Cerca de 103 mil pessoas usam o medicamento regularmente.
O governo, no entanto, continuou pagando 1,5%
de royalties ao Merck Sharp & Dohme. O remédio é repassado gratuitamente
aos pacientes com Aids por meio do Sistema Único de Saúde (SUS).
Recentemente, no dia 1º de abril. p.p., a
Suprema Corte da Índia negou o pedido da farmacêutica multinacional
suíça Novartis para ter direito à patente do medicamento anticancerígeno mesilato
de imatinib, comercializado com o nome Glivec. A decisão favorece os
fabricantes indianos de genéricos, cujas versões do remédio custam menos de 10%
da original vendida pelo laboratório suíço.

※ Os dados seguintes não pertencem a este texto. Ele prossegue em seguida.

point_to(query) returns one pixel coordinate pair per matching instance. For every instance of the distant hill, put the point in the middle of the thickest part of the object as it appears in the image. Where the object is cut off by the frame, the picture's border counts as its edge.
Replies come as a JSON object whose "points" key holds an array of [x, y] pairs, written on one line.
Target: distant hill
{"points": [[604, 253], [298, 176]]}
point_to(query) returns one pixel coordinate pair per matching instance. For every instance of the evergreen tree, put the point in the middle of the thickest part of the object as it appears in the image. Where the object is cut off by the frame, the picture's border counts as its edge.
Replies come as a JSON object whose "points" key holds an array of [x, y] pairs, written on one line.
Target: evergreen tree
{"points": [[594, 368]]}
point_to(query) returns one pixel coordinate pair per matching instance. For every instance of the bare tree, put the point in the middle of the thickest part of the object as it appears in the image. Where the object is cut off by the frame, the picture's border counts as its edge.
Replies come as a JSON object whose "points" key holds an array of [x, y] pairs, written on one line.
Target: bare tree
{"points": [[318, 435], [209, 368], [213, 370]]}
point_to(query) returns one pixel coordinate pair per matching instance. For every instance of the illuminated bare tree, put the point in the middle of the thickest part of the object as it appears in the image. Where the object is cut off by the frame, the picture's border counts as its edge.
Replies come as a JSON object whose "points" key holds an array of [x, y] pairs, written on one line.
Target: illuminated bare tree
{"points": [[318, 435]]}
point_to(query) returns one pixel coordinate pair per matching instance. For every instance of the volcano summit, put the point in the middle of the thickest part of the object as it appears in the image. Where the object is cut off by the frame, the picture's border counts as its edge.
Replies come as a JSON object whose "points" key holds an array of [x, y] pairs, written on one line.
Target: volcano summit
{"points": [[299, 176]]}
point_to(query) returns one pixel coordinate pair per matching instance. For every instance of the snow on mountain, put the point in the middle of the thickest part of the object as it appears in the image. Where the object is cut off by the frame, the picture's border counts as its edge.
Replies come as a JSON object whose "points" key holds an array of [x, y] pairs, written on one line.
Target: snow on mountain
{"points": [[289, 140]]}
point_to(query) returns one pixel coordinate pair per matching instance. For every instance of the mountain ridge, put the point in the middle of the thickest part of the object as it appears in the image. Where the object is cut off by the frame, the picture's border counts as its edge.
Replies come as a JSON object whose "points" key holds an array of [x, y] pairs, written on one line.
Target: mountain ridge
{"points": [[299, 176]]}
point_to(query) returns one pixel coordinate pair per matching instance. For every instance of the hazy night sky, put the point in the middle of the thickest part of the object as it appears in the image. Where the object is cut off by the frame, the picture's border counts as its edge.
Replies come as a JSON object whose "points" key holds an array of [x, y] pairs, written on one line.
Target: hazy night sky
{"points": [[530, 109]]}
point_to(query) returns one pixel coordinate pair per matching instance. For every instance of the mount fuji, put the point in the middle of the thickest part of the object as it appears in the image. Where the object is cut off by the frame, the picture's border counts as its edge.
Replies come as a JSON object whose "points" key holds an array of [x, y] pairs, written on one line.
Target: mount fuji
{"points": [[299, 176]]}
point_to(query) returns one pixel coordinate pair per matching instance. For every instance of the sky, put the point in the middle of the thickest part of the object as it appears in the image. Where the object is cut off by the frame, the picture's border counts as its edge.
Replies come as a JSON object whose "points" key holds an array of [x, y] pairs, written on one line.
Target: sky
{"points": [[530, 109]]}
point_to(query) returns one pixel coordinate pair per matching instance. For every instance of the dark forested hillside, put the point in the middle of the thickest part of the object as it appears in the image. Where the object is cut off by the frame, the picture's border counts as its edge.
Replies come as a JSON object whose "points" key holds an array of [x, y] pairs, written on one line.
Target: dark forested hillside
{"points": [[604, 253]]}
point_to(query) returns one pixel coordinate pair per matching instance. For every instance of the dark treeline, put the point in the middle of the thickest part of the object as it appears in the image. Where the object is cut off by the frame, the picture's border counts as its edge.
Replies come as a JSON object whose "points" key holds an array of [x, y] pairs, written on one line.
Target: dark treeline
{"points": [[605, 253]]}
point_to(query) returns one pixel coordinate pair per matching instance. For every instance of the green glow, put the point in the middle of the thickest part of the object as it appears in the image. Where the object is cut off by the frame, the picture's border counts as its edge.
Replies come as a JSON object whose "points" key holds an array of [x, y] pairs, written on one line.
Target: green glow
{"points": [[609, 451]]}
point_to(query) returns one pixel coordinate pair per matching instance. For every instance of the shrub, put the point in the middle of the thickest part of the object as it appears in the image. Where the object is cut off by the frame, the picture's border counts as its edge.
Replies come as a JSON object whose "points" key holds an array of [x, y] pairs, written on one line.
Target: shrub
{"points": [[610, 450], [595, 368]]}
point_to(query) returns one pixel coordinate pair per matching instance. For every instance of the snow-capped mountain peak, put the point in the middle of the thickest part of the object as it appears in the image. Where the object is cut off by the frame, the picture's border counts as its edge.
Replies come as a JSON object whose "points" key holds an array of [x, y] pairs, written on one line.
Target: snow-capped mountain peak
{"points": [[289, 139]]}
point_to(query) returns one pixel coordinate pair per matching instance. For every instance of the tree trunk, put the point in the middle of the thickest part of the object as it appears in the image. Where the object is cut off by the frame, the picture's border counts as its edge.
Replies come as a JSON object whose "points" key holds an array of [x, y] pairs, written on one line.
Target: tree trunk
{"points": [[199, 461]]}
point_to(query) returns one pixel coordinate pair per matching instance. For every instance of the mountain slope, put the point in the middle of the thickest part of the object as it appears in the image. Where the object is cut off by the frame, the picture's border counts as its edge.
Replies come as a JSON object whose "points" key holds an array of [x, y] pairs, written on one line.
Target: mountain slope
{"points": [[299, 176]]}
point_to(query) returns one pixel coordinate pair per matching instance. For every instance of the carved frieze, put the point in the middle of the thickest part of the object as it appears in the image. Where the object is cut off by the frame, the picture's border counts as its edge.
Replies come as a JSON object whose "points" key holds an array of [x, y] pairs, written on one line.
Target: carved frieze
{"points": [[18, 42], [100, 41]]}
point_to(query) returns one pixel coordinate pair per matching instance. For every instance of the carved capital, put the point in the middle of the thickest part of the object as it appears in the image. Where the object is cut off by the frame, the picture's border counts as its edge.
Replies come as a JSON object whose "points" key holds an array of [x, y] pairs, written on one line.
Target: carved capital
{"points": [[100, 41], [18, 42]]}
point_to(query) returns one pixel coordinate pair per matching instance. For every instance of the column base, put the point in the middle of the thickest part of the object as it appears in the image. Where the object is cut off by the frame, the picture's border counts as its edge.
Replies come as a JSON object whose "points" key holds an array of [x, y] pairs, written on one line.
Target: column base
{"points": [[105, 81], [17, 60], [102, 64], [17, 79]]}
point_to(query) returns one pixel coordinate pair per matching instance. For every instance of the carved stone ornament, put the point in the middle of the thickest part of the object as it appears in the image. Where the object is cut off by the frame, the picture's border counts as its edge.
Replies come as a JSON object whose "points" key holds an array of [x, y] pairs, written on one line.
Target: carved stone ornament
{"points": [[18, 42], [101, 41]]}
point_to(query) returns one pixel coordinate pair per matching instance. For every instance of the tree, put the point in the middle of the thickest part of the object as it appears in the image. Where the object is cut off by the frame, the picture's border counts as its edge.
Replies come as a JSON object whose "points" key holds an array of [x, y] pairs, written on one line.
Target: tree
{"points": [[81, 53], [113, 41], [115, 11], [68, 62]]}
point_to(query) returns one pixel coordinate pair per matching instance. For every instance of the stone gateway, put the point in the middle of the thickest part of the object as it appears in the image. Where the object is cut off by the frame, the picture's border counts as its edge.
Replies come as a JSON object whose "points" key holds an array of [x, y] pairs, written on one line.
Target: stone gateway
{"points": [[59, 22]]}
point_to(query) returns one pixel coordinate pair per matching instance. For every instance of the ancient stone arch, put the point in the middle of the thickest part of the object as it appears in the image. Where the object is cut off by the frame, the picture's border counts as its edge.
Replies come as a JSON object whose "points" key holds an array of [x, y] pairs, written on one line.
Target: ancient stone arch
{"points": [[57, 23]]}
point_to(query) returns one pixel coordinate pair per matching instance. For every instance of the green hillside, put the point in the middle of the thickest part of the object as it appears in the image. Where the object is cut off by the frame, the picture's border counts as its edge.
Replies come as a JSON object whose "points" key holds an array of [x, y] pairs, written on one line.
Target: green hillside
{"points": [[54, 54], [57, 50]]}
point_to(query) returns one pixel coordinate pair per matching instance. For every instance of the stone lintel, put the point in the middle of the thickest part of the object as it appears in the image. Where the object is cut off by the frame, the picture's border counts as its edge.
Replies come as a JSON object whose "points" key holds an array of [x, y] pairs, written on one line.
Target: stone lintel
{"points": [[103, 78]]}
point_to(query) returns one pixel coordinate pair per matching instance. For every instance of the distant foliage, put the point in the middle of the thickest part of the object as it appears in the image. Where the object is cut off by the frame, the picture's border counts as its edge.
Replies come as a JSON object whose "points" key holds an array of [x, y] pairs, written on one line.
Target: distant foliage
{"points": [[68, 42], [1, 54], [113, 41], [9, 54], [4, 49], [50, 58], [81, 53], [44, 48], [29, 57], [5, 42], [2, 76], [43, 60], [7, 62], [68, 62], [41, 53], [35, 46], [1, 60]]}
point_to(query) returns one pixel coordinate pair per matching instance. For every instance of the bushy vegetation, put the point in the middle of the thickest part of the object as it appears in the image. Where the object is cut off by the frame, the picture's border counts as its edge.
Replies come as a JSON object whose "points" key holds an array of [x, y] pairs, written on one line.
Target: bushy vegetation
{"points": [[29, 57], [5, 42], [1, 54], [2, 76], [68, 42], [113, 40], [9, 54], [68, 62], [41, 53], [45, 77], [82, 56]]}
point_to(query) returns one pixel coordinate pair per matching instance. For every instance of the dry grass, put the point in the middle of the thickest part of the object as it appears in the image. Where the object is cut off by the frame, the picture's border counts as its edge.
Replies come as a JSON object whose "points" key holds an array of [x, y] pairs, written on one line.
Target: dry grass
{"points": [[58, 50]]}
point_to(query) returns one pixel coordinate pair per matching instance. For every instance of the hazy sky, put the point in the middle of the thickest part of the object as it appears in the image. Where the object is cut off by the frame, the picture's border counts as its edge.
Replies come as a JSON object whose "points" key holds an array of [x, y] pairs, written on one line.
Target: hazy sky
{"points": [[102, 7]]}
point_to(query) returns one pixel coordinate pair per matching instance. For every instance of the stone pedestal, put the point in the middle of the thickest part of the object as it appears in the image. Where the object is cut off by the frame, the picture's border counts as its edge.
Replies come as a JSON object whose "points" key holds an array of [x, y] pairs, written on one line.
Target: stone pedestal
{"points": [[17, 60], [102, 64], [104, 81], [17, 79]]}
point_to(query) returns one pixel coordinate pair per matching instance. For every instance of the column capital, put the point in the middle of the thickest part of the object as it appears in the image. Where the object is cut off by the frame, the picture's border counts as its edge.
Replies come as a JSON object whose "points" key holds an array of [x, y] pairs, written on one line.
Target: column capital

O Tribunal indiano rejeitou a patente da
Novartis ao considerar que o medicamento é uma leve modificação de um produto
anterior, embora com propriedades que não mudaram, explicou o advogado Anand
Grover, integrante da equipe de defesa da Associação de Ajuda aos Pacientes com
Câncer. Assim, a Novartis não teria direito à patente da droga, pois esta não
seria um medicamento novo.
O advogado elogiou o Tribunal, ressaltando que
a sentença "dá razão aos direitos dos pobres da Índia" e também
beneficia os pacientes do mundo em desenvolvimento, pois o fármaco da Novartis
custa 2.600 dólares por paciente ao mês, enquanto as versões genéricas possuem
custo mensal de até no máximo 175 dólares.
Para as grandes companhias farmacêuticas, no
entanto, a sentença da corte indiana pode desestimular os investimentos em
pesquisa e inovação nos principais laboratórios do setor.
A disputa judicial entre a Novartis e os
fabricantes de genéricos da Índia começou há sete anos, quando a companhia
farmacêutica ingressou com um pedido de patente para uma nova versão do Glivec.
O governo indiano negou a solicitação, baseado em uma lei que impede a
aquisição de patentes a partir de pequenas mudanças em medicamentos já
existentes.
Desde então, a Novartis buscava contestar a
medida na Justiça. Pelas leis internacionais, companhias com direito à patente
têm 20 anos de exclusividade na comercialização do produto. Após esse prazo, a
empresa que primeiro quebra a patente pode vender o medicamento por 180 dias.
Decorrido esse período, a produção fica liberada a outros fabricantes.
O mercado de genéricos da Índia é um dos
maiores do mundo e seus laboratórios foram pioneiros na quebra de patentes de
medicamentos, política que inclusive serviu de modelo para o Brasil.
Por fim, respondendo, à pergunta do título
deste artigo, digo que, tudo indica, não há base moral no mercado de
medicamentos em geral. Apesar das indústrias do setor, aparentemente,
preocuparem-se com os seres humanos, o que se percebe é que o que as impulsiona
é o lucro (sempre ele) independentemente do bem estar que seus produtos podem
(ou melhor, devem) propiciar. Olhando o setor, se veem doentes abandonados,
prática de preços abusivos e outras mazelas numa grande cadeia de abusos”.